Un altro difetto è il fatto che i rating ESG guardano solo al passato e non riflettono il potenziale di miglioramento di un’impresa né la sua vulnerabilità a possibili rischi futuri, basandosi le analisi delle società di rating principalmente sul bilancio di sostenibilità che, per definizione, riporta dati degli scorsi anni. Questo ritardo può penalizzare le imprese che oggi sono indietro sul fronte sostenibilità, ma che si stanno impegnando a migliorare e possono dunque comunque offrire opportunità di investimento redditizie.

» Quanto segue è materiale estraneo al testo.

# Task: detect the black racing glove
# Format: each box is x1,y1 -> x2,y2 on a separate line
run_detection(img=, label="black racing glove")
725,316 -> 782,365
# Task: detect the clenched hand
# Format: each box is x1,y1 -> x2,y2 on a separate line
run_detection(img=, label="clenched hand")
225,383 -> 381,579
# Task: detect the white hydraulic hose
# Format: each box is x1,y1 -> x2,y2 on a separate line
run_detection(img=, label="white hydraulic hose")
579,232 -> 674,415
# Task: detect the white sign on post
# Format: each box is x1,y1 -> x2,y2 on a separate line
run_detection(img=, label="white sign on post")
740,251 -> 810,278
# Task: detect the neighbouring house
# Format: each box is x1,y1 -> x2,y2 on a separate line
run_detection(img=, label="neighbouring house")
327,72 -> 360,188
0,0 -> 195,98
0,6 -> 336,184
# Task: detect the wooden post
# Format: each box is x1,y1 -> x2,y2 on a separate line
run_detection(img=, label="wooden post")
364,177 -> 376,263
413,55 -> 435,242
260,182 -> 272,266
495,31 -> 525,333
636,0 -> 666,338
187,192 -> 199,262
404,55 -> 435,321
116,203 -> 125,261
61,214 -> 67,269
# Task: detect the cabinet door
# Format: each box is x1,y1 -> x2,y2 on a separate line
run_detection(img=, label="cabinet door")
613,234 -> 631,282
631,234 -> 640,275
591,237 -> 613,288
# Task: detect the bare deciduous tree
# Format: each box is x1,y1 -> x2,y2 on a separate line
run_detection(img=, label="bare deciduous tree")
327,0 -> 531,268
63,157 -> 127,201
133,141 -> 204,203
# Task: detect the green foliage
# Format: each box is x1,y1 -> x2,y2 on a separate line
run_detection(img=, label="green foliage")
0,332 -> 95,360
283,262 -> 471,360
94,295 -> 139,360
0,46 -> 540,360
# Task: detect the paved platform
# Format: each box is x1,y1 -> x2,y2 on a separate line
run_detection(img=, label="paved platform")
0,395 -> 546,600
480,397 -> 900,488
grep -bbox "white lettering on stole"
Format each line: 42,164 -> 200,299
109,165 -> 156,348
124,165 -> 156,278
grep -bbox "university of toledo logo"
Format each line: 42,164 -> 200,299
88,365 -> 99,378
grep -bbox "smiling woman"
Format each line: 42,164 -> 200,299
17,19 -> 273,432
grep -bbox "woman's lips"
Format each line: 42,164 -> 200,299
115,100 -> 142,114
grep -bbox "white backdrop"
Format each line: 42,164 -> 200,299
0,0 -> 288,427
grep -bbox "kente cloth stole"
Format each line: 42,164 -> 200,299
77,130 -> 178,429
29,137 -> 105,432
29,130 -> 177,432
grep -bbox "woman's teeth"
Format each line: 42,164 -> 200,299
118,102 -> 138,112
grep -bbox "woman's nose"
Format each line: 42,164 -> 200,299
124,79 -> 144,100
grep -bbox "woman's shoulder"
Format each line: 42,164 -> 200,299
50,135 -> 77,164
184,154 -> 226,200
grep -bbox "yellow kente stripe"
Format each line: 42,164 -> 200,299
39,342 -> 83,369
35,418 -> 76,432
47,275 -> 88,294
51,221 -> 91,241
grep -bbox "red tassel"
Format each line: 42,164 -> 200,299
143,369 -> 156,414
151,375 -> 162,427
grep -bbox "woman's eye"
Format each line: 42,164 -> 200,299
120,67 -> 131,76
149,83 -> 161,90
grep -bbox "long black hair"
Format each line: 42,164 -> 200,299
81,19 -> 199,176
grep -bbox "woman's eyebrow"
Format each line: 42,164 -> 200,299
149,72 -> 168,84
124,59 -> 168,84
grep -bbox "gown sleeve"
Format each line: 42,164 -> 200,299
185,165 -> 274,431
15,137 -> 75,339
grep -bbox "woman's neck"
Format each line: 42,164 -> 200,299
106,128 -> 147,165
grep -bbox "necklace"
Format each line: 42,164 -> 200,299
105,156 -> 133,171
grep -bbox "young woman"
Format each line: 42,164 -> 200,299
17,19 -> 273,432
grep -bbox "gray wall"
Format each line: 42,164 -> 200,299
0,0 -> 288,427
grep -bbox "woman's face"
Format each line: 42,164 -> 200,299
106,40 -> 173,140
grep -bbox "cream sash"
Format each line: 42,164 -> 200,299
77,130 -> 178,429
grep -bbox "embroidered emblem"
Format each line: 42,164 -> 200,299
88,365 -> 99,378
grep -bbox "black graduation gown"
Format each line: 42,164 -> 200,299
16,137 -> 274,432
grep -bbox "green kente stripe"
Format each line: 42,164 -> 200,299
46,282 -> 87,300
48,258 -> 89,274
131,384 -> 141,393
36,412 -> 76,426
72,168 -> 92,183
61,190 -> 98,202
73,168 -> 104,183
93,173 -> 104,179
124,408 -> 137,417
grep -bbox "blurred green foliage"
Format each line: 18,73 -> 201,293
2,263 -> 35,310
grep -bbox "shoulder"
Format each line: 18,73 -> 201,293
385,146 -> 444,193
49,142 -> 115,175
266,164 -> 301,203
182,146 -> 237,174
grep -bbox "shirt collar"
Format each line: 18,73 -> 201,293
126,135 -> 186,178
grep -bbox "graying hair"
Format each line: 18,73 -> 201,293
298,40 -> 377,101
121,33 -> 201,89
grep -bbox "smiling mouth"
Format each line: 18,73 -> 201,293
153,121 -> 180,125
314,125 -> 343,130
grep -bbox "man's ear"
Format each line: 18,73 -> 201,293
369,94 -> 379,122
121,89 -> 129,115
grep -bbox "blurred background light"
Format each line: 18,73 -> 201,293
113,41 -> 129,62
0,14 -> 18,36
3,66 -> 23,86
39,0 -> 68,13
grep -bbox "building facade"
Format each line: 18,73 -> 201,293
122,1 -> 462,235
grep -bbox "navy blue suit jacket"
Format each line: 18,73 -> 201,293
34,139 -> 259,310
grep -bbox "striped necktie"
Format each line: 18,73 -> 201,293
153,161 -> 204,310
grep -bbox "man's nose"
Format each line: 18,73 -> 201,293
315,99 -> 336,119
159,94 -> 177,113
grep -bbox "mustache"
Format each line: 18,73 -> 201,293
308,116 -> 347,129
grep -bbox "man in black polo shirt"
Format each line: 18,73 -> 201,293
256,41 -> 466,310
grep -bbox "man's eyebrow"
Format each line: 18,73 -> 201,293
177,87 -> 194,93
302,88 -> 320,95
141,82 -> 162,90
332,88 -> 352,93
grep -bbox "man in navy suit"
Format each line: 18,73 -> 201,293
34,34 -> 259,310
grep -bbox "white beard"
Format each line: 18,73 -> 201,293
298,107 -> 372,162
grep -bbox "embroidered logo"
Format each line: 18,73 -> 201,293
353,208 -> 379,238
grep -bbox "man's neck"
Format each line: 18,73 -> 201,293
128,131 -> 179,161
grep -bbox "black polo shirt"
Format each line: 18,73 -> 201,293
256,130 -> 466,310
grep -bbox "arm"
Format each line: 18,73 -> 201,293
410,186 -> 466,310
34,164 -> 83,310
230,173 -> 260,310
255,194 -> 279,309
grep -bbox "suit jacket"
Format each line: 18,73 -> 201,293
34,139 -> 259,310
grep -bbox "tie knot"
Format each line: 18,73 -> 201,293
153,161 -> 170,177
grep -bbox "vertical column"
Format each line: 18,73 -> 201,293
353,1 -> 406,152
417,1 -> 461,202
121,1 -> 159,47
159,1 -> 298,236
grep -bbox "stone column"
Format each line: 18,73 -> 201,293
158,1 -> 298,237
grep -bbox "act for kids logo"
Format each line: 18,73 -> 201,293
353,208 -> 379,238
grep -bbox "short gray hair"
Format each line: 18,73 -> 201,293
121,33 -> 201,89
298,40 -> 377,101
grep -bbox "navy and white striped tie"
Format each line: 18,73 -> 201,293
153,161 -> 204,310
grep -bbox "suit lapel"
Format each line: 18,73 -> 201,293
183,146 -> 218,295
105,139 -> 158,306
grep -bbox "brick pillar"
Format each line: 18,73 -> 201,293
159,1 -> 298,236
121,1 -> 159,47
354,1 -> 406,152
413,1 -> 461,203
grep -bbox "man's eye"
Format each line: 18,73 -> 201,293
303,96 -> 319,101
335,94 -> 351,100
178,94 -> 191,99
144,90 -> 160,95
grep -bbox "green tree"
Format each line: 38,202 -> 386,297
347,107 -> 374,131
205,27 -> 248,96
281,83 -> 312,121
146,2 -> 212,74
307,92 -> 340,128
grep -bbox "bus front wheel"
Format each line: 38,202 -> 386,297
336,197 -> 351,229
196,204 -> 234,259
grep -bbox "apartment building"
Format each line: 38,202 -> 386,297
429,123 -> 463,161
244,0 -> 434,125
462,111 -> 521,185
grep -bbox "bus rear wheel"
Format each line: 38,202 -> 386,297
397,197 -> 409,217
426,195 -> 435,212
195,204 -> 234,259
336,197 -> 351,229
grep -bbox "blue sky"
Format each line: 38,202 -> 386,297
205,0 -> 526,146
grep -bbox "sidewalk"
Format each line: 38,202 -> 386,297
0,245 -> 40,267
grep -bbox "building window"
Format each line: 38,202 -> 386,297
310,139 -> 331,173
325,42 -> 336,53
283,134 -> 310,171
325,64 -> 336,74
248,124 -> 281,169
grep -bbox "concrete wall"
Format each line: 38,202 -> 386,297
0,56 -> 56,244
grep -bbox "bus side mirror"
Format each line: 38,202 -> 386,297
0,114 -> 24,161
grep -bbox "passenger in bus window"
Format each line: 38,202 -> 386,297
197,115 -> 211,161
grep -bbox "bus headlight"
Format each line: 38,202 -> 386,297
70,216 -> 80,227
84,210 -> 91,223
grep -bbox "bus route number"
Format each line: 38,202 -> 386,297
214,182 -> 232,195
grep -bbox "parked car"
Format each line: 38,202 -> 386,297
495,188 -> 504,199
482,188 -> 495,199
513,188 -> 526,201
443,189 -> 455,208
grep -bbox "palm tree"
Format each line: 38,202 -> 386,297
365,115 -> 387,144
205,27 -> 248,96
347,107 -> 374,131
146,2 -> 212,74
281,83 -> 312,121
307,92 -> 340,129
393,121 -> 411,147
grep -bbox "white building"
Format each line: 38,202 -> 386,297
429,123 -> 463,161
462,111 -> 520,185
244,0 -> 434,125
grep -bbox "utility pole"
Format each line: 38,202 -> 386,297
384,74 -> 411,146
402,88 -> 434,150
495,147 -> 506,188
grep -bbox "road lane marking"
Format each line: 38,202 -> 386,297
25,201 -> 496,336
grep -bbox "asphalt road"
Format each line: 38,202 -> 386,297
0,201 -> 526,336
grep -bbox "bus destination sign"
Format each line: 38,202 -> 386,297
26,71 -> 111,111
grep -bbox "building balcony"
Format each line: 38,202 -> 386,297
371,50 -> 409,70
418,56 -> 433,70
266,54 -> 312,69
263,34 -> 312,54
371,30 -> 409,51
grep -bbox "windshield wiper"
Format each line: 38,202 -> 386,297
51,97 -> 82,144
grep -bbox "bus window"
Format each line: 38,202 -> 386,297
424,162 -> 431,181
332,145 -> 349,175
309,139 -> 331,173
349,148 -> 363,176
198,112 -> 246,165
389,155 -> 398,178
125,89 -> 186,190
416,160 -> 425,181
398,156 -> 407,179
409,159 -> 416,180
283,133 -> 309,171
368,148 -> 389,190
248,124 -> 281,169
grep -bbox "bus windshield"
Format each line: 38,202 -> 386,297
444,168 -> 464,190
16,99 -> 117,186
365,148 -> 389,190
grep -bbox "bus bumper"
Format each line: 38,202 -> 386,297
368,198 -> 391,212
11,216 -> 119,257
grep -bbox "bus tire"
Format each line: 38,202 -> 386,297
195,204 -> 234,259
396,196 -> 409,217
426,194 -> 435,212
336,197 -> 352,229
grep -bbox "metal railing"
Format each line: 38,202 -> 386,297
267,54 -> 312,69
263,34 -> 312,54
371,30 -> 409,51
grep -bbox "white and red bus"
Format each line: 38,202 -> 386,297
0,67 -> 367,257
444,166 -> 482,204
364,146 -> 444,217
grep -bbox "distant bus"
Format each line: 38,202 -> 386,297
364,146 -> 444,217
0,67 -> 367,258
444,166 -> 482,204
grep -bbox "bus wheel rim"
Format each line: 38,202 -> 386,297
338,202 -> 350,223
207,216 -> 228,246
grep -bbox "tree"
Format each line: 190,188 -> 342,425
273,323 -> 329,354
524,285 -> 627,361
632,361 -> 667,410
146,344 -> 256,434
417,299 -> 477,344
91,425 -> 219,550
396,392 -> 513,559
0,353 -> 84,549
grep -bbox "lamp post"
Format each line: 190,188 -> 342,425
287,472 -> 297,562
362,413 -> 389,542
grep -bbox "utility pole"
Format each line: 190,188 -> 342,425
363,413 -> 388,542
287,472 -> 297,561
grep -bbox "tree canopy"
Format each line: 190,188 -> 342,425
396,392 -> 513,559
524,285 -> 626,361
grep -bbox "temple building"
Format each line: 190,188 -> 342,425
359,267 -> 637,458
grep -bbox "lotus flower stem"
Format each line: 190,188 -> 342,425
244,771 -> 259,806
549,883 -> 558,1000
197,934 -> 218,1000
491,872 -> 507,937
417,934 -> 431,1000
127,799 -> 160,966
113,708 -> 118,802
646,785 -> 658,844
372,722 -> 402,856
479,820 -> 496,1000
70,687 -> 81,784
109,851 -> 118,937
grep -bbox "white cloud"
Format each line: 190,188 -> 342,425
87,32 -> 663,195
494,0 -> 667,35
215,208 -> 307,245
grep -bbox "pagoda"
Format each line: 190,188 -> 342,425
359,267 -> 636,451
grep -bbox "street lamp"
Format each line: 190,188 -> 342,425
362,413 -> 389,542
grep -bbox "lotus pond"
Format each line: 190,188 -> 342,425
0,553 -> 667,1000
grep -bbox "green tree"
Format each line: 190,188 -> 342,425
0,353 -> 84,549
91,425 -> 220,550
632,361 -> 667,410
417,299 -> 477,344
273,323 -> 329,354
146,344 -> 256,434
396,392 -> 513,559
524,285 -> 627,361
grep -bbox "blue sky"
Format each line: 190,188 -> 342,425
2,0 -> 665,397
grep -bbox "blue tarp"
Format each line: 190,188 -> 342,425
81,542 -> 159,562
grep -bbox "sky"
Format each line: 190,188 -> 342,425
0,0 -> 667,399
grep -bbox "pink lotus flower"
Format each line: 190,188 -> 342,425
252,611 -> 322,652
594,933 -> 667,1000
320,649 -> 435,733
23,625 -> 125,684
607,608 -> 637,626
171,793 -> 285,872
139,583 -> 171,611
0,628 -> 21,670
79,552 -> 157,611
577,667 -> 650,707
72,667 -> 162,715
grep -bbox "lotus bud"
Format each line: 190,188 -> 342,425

La terza criticità riguarda l’accuratezza e la profondità dei dati ESG: è difficile fare un’analisi accurata su dati mancanti o errati. Inoltre, i provider di rating ESG fanno ampio ricorso a strumenti che estraggono dati dai siti web in maniera automatica (”web scraping”) e non sempre sono completamente affidabili. Per aggirare questo ostacolo, il Consiglio Europeo ha recentemente approvato ESAP, un database unico europeo che fornirà un accesso elettronico centralizzato alle informazioni relative alla sostenibilità. La piattaforma dovrebbe essere introdotta gradualmente e prevede che alcuni elementi essenziali diventino operativi tra il 2026 e il 2030.
L’ultima pecca è la copertura limitata del mercato. Un provider infatti normalmente assegna un rating ESG ad una società solo quando è presente in un indice principale. Man mano che la capitalizzazione diminuisce è sempre più probabile che la società non sia seguita da alcun provider (“not rated”). La bassa copertura sulle small-cap fa sì che i fondi ESG abbiano una tendenza a focalizzarsi solo sulle società di media grande dimensione, nonostante magari ci siano molte società all’avanguardia sotto il profilo di sostenibilità anche tra quelle di piccola dimensione.
Le soluzioni proposte da Kairos per rimediare ai punti di debolezza
“Riteniamo che il rating ESG sia una buona misura di sintesi da tenere in considerazione nella valutazione di una società sotto il profilo della sostenibilità, ma che non sia tutto”, commenta il Portfolio Manager di Kairos, che continua “Con l’obbligo per le aziende di pubblicare il bilancio di sostenibilità, oggi abbiamo a disposizione molte più informazioni che ci consentono di eseguire un’analisi ESG accurata. Secondo noi, è molto più importante andare ad analizzare ciò che sta alla base del rating, cioè i dati grezzi, per capire a pieno quali siano i parametri più importanti e come essi si siano evoluti nel tempo. Questo sempre tenendo conto anche della cosiddetta “materialità”, cioè quali parametri ESG siano da tenere in considerazione per ogni settore economico”
Secondo Valeri, a questo deve aggiungersi il lavoro indipendente dell’analista ESG che includa un engagement con i team manageriali e una comprensione dell’ecosistema in cui l’azienda opera. Solo “ingaggiando” le società si avrà infatti modo di discutere gli obiettivi per il futuro, valutarne la granularità, le assunzioni e l’arco temporale di raggiungimento.